Ich befische bei Plätze allerdings vom Boot aus. In Tiefen von 22-45 Metern fängt man die Trüschen auch bei Tag problemlos mit Pilker und Wurm.
Petri Heil


----------



## ThomasL (10. August 2007)

*AW: Angeln im Zürichsee*

ich glaube, ich muss mal neue Schnur für meine Grundruten besorgen und es auch mal wieder auf Trüschen versuchen


----------



## Stratos (10. August 2007)

*AW: Angeln im Zürichsee*

Na ja, also ich das letzte mal beim Terlinden-Gebäude angelte, waren locker 10 bis 15 Angler auf dem Steg. Alles mögliche gemischt: Auf Weissfisch, mit KöFi auf Egli, Hecht-Ansitzer, Spinnfischer...und und.

Haben auch alle gefangen, nur Hecht hab von niemandem fangen sehen....


Tja, aber Mr.Esox scheint mich eh zu meiden...#q

Was denkt Ihr so zu den Trüschen: Eher mit Wurm oder doch lieber mit Fischchen (oder Fetzen/Streifen)?


----------



## ThomasL (10. August 2007)

*AW: Angeln im Zürichsee*

@Stratos

ich meinte im Herbst/Winter auf Trüschen, da war früher immer alles voll oder sogar zu voll, heute angelt kaum mehr einer auf Trüschen dort.

Du kannst beides nehmen, wenn du mit Fischchen angelst, einfach schnell anschlagen, sonst lassen sie es wieder los.
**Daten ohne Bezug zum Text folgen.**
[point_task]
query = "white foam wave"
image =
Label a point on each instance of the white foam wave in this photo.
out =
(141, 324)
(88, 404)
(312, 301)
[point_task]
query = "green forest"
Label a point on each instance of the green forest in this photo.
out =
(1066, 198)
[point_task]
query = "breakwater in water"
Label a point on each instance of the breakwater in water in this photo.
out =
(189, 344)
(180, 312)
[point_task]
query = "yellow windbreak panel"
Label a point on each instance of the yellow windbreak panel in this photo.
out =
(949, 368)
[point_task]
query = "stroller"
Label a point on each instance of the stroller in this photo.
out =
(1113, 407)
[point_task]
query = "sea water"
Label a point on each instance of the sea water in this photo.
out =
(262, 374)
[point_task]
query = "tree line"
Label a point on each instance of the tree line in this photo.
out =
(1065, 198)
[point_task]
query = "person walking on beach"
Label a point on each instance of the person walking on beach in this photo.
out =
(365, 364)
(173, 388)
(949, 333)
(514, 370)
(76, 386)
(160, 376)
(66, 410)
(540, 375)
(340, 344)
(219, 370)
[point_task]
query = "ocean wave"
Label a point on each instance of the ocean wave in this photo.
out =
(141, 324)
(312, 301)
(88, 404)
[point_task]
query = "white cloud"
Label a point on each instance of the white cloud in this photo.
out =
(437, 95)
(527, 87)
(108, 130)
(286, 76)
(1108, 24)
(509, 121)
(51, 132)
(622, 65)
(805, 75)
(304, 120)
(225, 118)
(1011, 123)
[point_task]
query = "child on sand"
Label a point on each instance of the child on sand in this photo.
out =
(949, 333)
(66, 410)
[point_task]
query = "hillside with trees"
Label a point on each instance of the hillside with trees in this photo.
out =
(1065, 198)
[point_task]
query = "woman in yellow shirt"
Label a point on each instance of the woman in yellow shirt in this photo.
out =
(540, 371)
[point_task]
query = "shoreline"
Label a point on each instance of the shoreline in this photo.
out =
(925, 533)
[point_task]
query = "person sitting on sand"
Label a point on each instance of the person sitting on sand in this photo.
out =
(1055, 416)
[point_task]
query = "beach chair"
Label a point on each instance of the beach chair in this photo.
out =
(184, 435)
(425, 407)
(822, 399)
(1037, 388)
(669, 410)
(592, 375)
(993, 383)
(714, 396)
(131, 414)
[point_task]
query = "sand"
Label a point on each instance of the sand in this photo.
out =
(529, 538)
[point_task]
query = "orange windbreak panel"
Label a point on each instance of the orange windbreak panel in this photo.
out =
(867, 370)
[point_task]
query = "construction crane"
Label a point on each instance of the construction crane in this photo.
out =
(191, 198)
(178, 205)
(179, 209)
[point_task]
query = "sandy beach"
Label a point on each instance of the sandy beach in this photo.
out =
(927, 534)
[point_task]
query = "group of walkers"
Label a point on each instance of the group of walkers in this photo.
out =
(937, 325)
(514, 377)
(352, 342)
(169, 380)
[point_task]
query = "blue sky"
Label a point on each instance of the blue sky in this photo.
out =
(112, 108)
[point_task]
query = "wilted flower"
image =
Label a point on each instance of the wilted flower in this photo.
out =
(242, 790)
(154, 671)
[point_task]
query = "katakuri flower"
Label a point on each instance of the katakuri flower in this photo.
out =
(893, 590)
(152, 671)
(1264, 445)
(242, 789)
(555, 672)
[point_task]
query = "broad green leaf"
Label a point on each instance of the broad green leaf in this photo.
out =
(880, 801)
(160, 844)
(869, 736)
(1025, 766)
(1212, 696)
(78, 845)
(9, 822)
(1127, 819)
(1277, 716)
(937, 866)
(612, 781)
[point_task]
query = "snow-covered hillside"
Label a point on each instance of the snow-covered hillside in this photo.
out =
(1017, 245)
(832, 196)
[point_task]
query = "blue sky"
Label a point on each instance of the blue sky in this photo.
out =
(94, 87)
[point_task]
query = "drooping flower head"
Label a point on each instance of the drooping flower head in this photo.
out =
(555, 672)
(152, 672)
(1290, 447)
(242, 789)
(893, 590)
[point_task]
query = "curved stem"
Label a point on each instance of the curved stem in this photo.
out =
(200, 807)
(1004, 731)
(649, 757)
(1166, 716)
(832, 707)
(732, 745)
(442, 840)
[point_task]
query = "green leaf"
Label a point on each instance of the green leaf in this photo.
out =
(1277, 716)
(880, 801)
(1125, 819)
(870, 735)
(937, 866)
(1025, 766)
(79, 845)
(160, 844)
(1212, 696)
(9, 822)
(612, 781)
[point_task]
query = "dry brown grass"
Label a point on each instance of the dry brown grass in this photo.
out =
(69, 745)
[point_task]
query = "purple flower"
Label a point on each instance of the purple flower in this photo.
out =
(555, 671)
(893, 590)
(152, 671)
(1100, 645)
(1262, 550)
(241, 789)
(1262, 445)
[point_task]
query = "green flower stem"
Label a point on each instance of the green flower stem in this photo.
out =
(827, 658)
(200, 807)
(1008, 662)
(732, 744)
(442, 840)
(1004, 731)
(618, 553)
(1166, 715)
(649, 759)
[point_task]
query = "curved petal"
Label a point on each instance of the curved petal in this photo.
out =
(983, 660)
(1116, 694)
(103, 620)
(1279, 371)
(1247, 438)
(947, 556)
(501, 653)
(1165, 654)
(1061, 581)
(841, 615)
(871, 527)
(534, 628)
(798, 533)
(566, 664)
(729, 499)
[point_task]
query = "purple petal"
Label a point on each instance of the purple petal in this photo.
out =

Bei Würmern ist's egal, die schlucken sie einfach.


----------



## sorgiew (10. August 2007)

*AW: Angeln im Zürichsee*

jetzt juckt es mich auch wieder mal so richtig auf trüschen das wär doch jetzt mal eine idee ein paar rauszukitzeln - mehr leute mehr fisch




einmal an einem abend für ein paar stunden anzusitzen na was meint ihr


----------



## sorgiew (10. August 2007)

*AW: Angeln im Zürichsee*

welche entfernungen wären hier am besten?

soweit wie möglich raus oder?


----------



## ThomasL (11. August 2007)

*AW: Angeln im Zürichsee*

@sorgiew

ja, ist eigentlich am besten, einfach so weit wie möglich rauswerfen


----------



## ErnyC (22. April 2009)

*AW: Angeln im Zürichsee*

#hGrürzi miteinand :+)


ich bin neu in Zürich, und daher sehr unerfahren am Zürisee...


Patente werd ich schnellstmöglich beantragen.... aber, wie schaut es denn hier aus?

Würd sehr gerne mal gemeinsam mit Euch zum Spinnfischen gehen!

Und Trüschen kenn ich bisher auch leider nur aus dem Buch;O)


Würd mich freun wenn sich jemand meldet;+):vik:


viele Grüße 
Markus


----------



## Züri-Bouncer (13. Mai 2009)

*AW: Angeln im Zürichsee*

Hey...Erny...bin jetzt seit 2 Jahren in der Schweiz und ich muss sagen...Es tuen sich ewige Fischgründe auf...Sihlsee Limmat Zürisee Greifensee Pfäffiker See...wenn du Lust hast melde dich doch mal...können ja mal am Platzspitz ne runde Spinnern...Lg Jens


----------